Lors de la Conférence de sécurité de Munich le 15 février 2026, la secrétaire d'État Yvette Cooper a appelé à une action urgente contre la Russie suite à de nouvelles preuves confirmant qu'Alexei Navalny, un critique éminent du président Vladimir Poutine, est mort empoisonné par une toxine obscure trouvée dans des grenouilles dart équatoriennes. Cette confirmation officielle renforce les affirmations selon lesquelles seul l'État russe avait les ressources pour réaliser un tel acte.
Cooper a déclaré : "La preuve de cette toxine montre une violation claire des réglementations internationales sur les armes chimiques.
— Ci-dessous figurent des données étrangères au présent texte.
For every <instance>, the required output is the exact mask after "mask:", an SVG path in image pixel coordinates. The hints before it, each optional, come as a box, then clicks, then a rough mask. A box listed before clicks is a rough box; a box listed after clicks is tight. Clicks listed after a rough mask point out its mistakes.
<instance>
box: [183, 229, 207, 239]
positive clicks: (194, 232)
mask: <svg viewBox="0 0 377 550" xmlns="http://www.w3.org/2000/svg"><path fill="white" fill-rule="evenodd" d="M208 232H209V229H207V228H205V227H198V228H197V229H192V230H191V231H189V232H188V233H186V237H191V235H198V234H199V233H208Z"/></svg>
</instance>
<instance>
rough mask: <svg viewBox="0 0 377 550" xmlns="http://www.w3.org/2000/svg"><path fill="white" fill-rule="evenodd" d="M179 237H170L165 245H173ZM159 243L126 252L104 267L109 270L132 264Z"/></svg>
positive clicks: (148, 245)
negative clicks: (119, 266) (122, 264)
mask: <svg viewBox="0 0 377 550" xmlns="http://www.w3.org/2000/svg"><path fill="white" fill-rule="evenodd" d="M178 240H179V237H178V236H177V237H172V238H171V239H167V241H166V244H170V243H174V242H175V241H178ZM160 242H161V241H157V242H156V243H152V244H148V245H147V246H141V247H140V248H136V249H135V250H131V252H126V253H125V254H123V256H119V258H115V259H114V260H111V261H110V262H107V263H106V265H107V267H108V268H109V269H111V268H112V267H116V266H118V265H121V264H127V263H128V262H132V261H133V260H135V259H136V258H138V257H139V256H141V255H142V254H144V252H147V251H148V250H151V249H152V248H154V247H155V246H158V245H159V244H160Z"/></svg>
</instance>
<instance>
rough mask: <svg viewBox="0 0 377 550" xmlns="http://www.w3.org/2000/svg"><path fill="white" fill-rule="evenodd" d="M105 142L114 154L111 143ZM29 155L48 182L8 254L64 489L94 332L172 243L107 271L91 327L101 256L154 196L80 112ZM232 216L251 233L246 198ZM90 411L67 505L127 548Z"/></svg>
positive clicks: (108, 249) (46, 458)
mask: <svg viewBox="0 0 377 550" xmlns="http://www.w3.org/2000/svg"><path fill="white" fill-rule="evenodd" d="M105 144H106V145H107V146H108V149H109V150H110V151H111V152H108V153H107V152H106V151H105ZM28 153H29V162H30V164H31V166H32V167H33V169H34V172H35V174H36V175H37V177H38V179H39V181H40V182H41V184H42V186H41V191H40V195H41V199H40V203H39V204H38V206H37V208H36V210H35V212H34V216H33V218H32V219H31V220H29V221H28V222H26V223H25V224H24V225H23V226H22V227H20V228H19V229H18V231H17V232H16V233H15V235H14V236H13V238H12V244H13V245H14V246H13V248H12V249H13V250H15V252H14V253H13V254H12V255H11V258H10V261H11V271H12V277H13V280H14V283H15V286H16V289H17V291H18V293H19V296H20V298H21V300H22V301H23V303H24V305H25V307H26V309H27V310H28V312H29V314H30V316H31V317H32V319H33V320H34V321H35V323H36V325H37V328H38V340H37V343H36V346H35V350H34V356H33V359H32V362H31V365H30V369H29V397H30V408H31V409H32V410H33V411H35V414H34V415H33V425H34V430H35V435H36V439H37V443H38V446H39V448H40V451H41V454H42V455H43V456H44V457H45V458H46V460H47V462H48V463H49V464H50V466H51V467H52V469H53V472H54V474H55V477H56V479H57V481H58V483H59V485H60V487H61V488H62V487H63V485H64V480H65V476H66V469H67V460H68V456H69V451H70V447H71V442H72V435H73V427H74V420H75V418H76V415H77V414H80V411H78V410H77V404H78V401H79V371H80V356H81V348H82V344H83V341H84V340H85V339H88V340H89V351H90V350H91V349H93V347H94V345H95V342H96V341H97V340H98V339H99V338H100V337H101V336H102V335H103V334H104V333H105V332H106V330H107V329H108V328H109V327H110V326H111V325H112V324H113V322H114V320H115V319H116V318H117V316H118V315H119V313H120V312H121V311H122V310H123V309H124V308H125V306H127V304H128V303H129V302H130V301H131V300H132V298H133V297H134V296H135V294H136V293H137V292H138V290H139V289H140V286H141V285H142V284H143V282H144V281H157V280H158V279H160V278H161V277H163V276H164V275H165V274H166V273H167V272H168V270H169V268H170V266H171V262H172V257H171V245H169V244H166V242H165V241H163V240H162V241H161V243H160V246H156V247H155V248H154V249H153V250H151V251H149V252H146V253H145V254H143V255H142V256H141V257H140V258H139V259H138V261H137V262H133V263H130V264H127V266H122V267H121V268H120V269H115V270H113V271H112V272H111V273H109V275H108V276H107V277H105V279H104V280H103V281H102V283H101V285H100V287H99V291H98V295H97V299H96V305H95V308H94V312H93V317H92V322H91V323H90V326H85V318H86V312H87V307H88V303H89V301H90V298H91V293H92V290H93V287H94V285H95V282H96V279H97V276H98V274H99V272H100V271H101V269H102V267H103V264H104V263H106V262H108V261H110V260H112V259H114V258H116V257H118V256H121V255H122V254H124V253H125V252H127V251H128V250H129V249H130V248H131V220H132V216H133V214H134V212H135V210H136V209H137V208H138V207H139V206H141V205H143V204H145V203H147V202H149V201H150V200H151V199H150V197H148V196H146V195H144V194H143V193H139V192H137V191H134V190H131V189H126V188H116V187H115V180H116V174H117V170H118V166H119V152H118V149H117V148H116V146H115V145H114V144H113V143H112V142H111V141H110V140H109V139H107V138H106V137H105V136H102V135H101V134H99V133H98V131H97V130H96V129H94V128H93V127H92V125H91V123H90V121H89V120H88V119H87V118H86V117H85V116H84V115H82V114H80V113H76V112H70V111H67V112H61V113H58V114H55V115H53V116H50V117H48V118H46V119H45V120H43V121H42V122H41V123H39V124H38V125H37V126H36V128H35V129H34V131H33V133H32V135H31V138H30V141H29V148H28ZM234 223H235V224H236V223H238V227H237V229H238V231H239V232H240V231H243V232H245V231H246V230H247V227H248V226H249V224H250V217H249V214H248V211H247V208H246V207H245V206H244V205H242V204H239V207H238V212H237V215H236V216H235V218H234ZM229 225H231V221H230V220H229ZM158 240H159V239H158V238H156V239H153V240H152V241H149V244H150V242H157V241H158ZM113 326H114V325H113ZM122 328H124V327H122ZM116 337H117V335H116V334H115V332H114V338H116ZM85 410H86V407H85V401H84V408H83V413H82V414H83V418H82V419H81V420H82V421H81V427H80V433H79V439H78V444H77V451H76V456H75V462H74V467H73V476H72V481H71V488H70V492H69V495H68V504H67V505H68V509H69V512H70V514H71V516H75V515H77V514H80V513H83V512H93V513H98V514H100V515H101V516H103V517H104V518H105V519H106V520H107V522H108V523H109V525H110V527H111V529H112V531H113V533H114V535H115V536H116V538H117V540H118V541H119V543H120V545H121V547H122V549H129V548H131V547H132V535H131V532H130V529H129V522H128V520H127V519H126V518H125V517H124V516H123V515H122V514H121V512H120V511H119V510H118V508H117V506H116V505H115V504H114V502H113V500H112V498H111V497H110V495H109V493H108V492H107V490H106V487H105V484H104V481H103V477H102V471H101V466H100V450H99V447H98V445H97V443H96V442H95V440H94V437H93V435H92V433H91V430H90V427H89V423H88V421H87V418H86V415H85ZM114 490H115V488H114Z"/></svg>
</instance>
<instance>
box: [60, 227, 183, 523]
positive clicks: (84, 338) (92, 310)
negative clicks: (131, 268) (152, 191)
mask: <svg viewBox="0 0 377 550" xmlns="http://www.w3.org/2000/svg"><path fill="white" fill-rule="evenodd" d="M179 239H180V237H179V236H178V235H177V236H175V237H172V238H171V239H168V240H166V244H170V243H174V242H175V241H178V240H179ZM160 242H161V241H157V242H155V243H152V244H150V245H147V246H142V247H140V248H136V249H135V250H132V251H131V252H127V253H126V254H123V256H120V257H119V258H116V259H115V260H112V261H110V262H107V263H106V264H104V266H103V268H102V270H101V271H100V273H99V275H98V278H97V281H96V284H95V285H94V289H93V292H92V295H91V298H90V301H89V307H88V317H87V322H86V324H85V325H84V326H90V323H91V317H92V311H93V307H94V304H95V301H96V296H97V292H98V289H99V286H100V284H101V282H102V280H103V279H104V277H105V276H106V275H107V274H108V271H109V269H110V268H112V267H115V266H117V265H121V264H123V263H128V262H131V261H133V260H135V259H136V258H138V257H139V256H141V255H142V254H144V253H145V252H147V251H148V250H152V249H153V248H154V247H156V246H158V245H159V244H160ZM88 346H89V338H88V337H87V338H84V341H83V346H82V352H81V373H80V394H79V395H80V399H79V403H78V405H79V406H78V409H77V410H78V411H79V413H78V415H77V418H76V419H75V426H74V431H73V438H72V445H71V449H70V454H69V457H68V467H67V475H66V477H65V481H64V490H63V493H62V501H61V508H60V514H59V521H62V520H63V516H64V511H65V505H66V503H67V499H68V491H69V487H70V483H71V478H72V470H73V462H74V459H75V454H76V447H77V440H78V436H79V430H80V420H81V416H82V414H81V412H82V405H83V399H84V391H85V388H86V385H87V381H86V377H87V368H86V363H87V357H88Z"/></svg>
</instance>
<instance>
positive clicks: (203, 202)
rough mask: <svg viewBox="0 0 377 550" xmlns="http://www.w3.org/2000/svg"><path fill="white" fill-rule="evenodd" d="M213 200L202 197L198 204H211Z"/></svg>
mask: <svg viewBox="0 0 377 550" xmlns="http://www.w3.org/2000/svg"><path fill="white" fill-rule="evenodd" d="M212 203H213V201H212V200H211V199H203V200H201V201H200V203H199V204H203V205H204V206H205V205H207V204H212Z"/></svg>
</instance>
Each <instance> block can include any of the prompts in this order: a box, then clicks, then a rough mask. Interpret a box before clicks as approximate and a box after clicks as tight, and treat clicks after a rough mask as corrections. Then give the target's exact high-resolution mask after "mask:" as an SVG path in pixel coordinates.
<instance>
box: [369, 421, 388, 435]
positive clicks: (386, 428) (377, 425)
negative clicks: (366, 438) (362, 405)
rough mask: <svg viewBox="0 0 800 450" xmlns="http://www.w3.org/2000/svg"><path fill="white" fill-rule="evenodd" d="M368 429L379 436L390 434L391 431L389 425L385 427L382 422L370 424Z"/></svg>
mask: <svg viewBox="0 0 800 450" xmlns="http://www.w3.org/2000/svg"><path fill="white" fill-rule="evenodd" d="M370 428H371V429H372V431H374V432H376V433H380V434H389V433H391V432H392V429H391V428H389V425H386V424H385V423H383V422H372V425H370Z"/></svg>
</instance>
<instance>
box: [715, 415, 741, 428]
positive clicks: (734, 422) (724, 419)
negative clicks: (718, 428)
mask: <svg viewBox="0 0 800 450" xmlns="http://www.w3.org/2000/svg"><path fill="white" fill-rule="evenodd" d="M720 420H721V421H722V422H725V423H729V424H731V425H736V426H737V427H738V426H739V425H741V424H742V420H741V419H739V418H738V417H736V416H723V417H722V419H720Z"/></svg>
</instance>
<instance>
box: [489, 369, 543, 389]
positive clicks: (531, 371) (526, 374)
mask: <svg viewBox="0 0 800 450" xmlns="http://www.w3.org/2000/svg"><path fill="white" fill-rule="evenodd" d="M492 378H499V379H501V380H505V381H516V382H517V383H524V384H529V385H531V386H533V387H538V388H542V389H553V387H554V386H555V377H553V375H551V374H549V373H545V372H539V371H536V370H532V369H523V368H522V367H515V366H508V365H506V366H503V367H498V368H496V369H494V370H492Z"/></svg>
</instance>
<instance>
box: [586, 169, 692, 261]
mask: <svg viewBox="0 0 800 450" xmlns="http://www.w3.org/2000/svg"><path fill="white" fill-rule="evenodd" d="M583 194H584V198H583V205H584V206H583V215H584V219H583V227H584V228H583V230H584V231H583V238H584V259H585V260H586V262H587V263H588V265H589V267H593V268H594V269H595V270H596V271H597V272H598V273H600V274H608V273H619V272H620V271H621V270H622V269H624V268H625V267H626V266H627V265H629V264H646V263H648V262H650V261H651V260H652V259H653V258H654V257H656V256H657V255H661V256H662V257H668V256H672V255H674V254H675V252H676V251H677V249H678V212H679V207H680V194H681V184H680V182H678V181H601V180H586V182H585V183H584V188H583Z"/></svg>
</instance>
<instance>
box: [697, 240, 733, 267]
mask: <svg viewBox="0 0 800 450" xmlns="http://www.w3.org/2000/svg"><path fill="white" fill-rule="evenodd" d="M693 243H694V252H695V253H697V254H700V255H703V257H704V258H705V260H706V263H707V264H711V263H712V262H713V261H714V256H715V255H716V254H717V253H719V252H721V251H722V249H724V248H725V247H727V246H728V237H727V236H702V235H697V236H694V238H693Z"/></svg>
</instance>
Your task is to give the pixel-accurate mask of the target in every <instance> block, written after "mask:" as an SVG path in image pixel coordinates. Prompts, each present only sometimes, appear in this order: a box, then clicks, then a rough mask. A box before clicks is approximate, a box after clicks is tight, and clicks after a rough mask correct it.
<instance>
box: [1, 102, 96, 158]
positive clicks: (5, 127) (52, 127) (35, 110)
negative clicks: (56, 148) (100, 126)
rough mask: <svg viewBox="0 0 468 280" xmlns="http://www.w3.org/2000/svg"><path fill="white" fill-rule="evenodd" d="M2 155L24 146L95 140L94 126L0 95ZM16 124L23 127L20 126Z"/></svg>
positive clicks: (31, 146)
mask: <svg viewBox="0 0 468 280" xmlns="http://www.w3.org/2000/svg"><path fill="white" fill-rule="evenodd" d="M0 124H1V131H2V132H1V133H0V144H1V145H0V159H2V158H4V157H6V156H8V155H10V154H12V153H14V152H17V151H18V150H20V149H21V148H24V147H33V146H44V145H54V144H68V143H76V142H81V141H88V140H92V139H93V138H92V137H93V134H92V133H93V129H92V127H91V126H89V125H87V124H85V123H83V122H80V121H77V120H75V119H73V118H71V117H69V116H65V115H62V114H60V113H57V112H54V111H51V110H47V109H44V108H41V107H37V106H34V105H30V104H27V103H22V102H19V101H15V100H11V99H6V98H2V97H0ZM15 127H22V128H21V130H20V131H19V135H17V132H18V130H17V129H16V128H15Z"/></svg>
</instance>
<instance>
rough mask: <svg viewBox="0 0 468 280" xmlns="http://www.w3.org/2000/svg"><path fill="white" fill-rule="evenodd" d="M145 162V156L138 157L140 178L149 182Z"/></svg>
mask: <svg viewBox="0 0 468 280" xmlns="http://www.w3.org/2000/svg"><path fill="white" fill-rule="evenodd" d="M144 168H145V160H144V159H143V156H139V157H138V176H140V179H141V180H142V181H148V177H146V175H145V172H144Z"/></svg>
Nous voulons voir des mesures prises, ce qui peut inclure des sanctions coordonnées continues contre la Russie." Elle a indiqué que le Royaume-Uni et ses alliés poursuivent activement une réponse robuste à cette affaire.
Il y a deux ans, Navalny est mort dans une prison sibérienne dans des circonstances suspectes alors qu'il purgait une longue peine pour des accusations motivées politiquement. L'annonce de son empoisonnement survient après des tests approfondis réalisés par des laboratoires européens, qui ont découvert l'Épibatidine, une substance létale que l'on ne trouve généralement pas en Russie.
En abordant les conséquences potentielles pour la Russie, Cooper a commenté : "Nous avons poursuivi la vérité depuis qu'Alexei est mort en prison. Notre responsabilité est de continuer son travail pour exposer la vérité sur le régime russe sous Poutine."
Malgré le rejet par le Kremlin des conclusions occidentales—les qualifiant de "nécro-propagande" et de "faiblesse d'esprit"—le ministère britannique des Affaires étrangères a réitéré que l'utilisation de telles toxines reflète l'agression continue de la Russie et a souligné la nécessité pour l'Europe de rester vigilante face aux menaces futures.
Le gouvernement britannique envisage actuellement d'autres sanctions visant à tenir des individus responsables et à contraindre les réseaux financiers qui soutiennent les activités de l'État russe. Cooper a souligné la nécessité d'un front uni parmi les alliés européens pour faire face à ces défis.
Les conclusions de cette enquête ont provoqué de nouvelles discussions parmi les nations européennes concernant leurs stratégies contre l'agression russe, s'alignant sur des appels croissants à la responsabilité et à la justice pour les dissidents politiques comme Navalny.